Le visage égratigné, les joues rosies, les cheveux blonds coupés en brosse, Ryan peine à tenir en place sur sa chaise. « C’est ma sœur qui a voulu que je vienne », lance le jeune garçon à l’attention du réalisateur et de son assistante derrière l’objectif. Le film Les pires, sélectionné dans la catégorie « Un certain regard » au Festival de Cannes 2022, s’ouvre sur des scènes d’entretiens de jeunes de la cité Picasso, à Boulogne-sur-Mer, dans le nord de la France. Si elles sont troublantes de réalisme, ces séquences face caméra relèvent pourtant bel et bien d’une fiction. Dans ce long métrage qui sortira en salle en novembre prochain, les réalisatrices Lise Akoka et Romane Gueret ont mis en scène le casting et le tournage d’un film au sein d’un quartier populaire peu habitué à la lumière des projecteurs. Dans une atmosphère parfois déroutante, oscillant entre réalité et fiction, le spectateur suit ainsi les vies accidentées de Lily, Ryan, Maylis et Jessy, quatre enfants interprétés avec brio par des jeunes rencontrés dans des foyers ou à la sortie de leur école.

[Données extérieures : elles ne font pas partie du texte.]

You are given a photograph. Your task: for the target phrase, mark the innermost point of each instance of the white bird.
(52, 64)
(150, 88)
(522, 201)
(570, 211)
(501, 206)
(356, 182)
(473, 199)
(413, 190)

Pour dénicher les acteurs, Lise Akoka et Romane Gueret ont en effet réalisé un casting sauvage. Au total, les cinéastes ont vu près de 800 jeunes, pour finalement n’en retenir que dix pour les rôles principaux. Un travail de repérage de longue haleine qui a été réalisé main dans la main avec les structures de la protection de l’enfance sur la côte d’Opale et dans le Bassin minier. « A chaque fois, nous échangions avec les travailleurs sociaux, confie Romane Gueret aux Actualités sociales hebdomadaires. Le travail s’est fait en commun, même si nous n’avions pas toujours les mêmes regards. Parfois, les professionnels nous parlaient d’un enfant en raison de son vécu qu’ils connaissaient bien, alors que, de notre côté, nous cherchions également à ce que la personne dégage quelque chose de singulier face à la caméra. »
Le film Les pires prend racine dans le court métrage Chasse royale, la précédente œuvre de Lise Akoka et Romane Gueret, mettant lui aussi en images un repérage d’acteurs non professionnels. Chaque fois, les deux réalisatrices, qui ont d’abord été directrices de casting et coachs d’enfants, se sont inspirées de leur propre expérience. « Le scénario des Pires est le fruit de beaucoup de rencontres », souligne Romane Gueret. Après le repérage, une phase de réécriture a toutefois eu lieu. « Nous voulions que les jeunes s’approprient les rôles et les dialogues. S’ils avaient envie de changer des choses au scénario, nous l’avons pris en compte. » Une attention particulière a aussi été portée aux parcours de vie des personnages afin qu’ils ne soient pas trop similaires à ceux des acteurs. « Nous avons tenu à ce que la limite entre la fiction et la réalité soit claire. Il s’agit d’un travail subtil pour être très réaliste sans tout mélanger », poursuit la réalisatrice.
Comme une mise en abîme, Les pires questionnent justement cette frontière par le biais du personnage du réalisateur, Gabriel. Coincé entre « l’amour réel qu’il porte aux enfants et le soin qu’il prend à apporter une vision à son film », il dépasse parfois les limites. Comme lorsqu’il laisse dégénérer une scène de bagarre entre Ryan et d’autres jeunes pour obtenir une séquence la plus vraie possible. Tout ce cadre ambivalent résulte encore une fois de l’expérience et des observations des deux cinéastes. « C’est un mélange de ce que nous avons pu voir en tant que techniciennes sur des tournages et de ce que nous avons vécu avec le court-métrage. Nous nous sommes nous-mêmes déjà demandé à certains moments si nous étions à la bonne place, si nous avions fait les choses correctement. » Le titre Les pires se veut une forme d’« hommage » à ces jeunes aux parcours de vie difficiles qui prennent finalement leur place en haut de l’affiche.